During the week of session 4, I was out of town on vacation with my family. Therefore, I didn’t attend class, but I did keep up with the readings.
“Live in day-tight compartments.”
My biggest takeaway from the homework was Mr. Carnegie’s advice in How to Stop Worrying and Start Living to “live in day-tight compartments.” As I begin this transition, I’m overwhelmed by all there is to do. I feel I’m going in 800 different directions and not getting far down any one path. I’m also starting to stress over all the change we’re undertaking. I need to stop and focus on today. I can focus on tomorrow when it gets here, but I need to take care to make everything I can out of today.
I may have made a mistake in keeping a long “to-do” list of all the things I need to accomplish each day. The truth is I never get the majority of it done and it stresses me out. Instead, I’m going to shorten my “to-do” list to 2-3 things for each day and make sure I focus on accomplish them within the day. I’ll return to the Pomodoro Technique and my pomodori posts to help me be productive and stay on task. Other items will go on a “someday” list and may eventually make it to my to-do list. Hopefully, this will help me practice living in “day-tight compartments.”
So that’s the plan for now. What tips or advice do you have for “living in day-tight compartments?” I’d appreciate hearing your thoughts.
2 thoughts on ““Live in day-tight compartments.” Dale Carnegie Reflections (Week 4)”

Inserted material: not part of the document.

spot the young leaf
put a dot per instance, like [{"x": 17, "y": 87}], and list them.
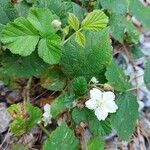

I personally believe living in daylight compartments is a great way of achieving less stress and worry. Me myself have spent a lot of time in the past worrying about tasks and to do.. however you cannot accomplish everything at the one go. Take it day by day, meditate, look after yourself and try and ‘live in the moment’ hope this advice helps.
I dig it, Pal.
I’m like you: The unchecked items on my to-do list just add extra stress to my life. I never get them done and they hang there as a reminder of the fact that I should still be working even when I want to be with my kid.
I wonder what the implications are for schools — who write improvement plans that take years to complete.
Maybe we should keep our buildings in “day-tight” compartments too.
Anyway…hope this morning brings you joy in the mountains of NC!